Briatore Tanggapi Rumor Mercedes Ingin Membeli Saham Alpine F1
Flavio Briatore memberikan komentar pertamanya terkait laporan investasi Mercedes di Alpine.

Flavio Briatore mengecilkan ketertarikan dari tim Formula 1 Mercedes untuk membeli saham di Alpine.
Briatore mengatakan pembeli potensial lainnya juga masuk dalam pertimbangan, dan bahwa orang yang membeli saham minoritas itu pada akhirnya akan menjadi "penumpang" dalam organisasi tim.
Saham sebesar 24% yang dimiliki oleh hedge fund asal AS, Otro Capital, tampaknnya akan dijual, dengan sebuah kelompok yang dipimpin mantan Team Principal Red Bull, Christian Horner, termasuk di antara mereka yang berminat, dan Mercedes juga masuk dalam bursa.
Saat ini, tim F1 Mercedes dimiliki bersama oleh Mercedes-Benz (33%), Jim Ratcliffe dari Ineos (33%), Toto Wolff (28%), dan George Kurtz dari Crowdstrike (5%, melalui keterlibatan Wolff).

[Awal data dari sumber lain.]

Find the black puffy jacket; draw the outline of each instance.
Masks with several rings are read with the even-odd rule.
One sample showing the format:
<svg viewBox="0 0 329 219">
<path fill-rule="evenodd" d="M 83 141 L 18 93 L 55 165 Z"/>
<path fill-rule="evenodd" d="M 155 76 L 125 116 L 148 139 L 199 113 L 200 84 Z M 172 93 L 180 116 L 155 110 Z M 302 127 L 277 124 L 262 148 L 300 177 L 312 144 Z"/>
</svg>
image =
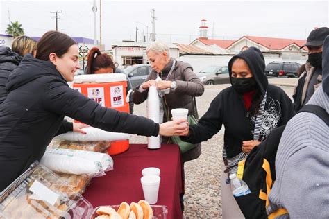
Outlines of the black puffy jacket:
<svg viewBox="0 0 329 219">
<path fill-rule="evenodd" d="M 22 59 L 23 57 L 13 52 L 10 48 L 0 46 L 0 105 L 7 98 L 6 85 L 9 75 L 19 64 Z M 65 119 L 56 134 L 72 130 L 73 123 Z"/>
<path fill-rule="evenodd" d="M 10 48 L 0 46 L 0 104 L 6 99 L 6 84 L 9 74 L 22 60 L 22 56 L 12 51 Z"/>
<path fill-rule="evenodd" d="M 55 66 L 26 55 L 10 75 L 0 106 L 0 191 L 40 160 L 64 116 L 104 130 L 157 136 L 146 118 L 103 107 L 71 89 Z"/>
</svg>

Pembelian ini tidak hanya akan menjadi investasi komersial yang mudah, tetapi juga akan membantu mengamankan Alpine sebagai mitra jangka panjang di masa depan, dan mempersulit produsen lain untuk bersekutu dengan tim Enstone.

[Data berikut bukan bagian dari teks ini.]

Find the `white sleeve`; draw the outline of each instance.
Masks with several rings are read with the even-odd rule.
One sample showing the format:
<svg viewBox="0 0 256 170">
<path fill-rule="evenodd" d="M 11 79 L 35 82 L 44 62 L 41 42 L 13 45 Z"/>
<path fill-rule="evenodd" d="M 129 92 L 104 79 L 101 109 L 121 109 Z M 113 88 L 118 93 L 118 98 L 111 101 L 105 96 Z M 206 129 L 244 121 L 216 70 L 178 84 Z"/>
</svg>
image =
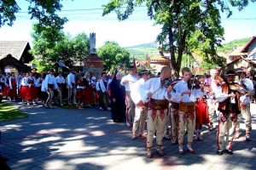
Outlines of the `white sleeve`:
<svg viewBox="0 0 256 170">
<path fill-rule="evenodd" d="M 215 98 L 218 102 L 223 102 L 226 99 L 228 99 L 228 94 L 225 93 L 222 93 L 221 87 L 218 87 L 215 92 Z"/>
<path fill-rule="evenodd" d="M 102 80 L 102 79 L 100 80 L 100 85 L 101 85 L 101 89 L 102 89 L 102 91 L 103 93 L 106 92 L 107 89 L 106 89 L 106 88 L 105 88 L 105 86 L 104 86 L 104 83 L 103 83 L 103 80 Z"/>
</svg>

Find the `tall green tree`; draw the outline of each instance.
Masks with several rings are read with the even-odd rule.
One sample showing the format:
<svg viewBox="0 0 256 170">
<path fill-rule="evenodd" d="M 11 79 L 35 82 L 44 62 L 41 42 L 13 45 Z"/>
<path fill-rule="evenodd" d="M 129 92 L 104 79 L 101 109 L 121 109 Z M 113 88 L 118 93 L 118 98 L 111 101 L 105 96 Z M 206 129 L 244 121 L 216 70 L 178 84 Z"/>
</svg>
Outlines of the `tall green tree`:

Karena saham tersebut dimiliki oleh Otro dan bukan Alpine, Briatore pada dasarnya hanya pengamat terhadap apa yang terjadi.
“Setiap hari adalah situasi baru,” katanya di Grand Prix Tiongkok pada hari Jumat. “Saya tidak tahu apa situasi terbarunya. Tapi yang bisa saya katakan adalah saya tahu ini adalah negosiasi dengan Mercedes, bukan dengan Toto, dengan Mercedes, tapi kita lihat saja nanti.
“Saat ini, ada tiga atau empat calon pembeli. Jangan lupa, kita sedang membicarakan saham Otro, tidak ada hubungannya dengan Alpine.
“Itu adalah saham yang dimiliki oleh hedge fund, sebuah hedge fund Amerika. Mereka ingin menjual 24% saham mereka, dan beberapa kandidat siap untuk melakukan kesepakatan.”
Briatore, yang pada masa kerjanya di Benetton terkadang juga terlibat secara paralel dengan Ligier dan Minardi, tidak melihat hal yang aneh jika Mercedes memiliki saham di tim lain.
Ia juga menekankan bahwa besarnya saham tersebut akan membatasi pengaruh yang mungkin dimiliki oleh penawar yang berhasil.
“Red Bull sudah mempelopori hal ini dalam 15 tahun terakhir,” katanya. “Saya bisa memberi tahu Anda, Mercedes adalah salah satu grup yang ingin membeli 24% saham Otro.
Biasanya, perusahaan yang memiliki 75% saham yang memutuskan, dan 25% sisanya adalah penumpang. Inilah kenyataannya.”
Ketika ditanya apakah ia tertarik untuk memiliki saham pribadi, ia menjawab: “Tidak. Saya hanya melihat apa yang sedang terjadi dan hanya mengamati apa yang terjadi. Tentu saja, bagi kami, kami tidak berkomunikasi dengan Toto saat ini.”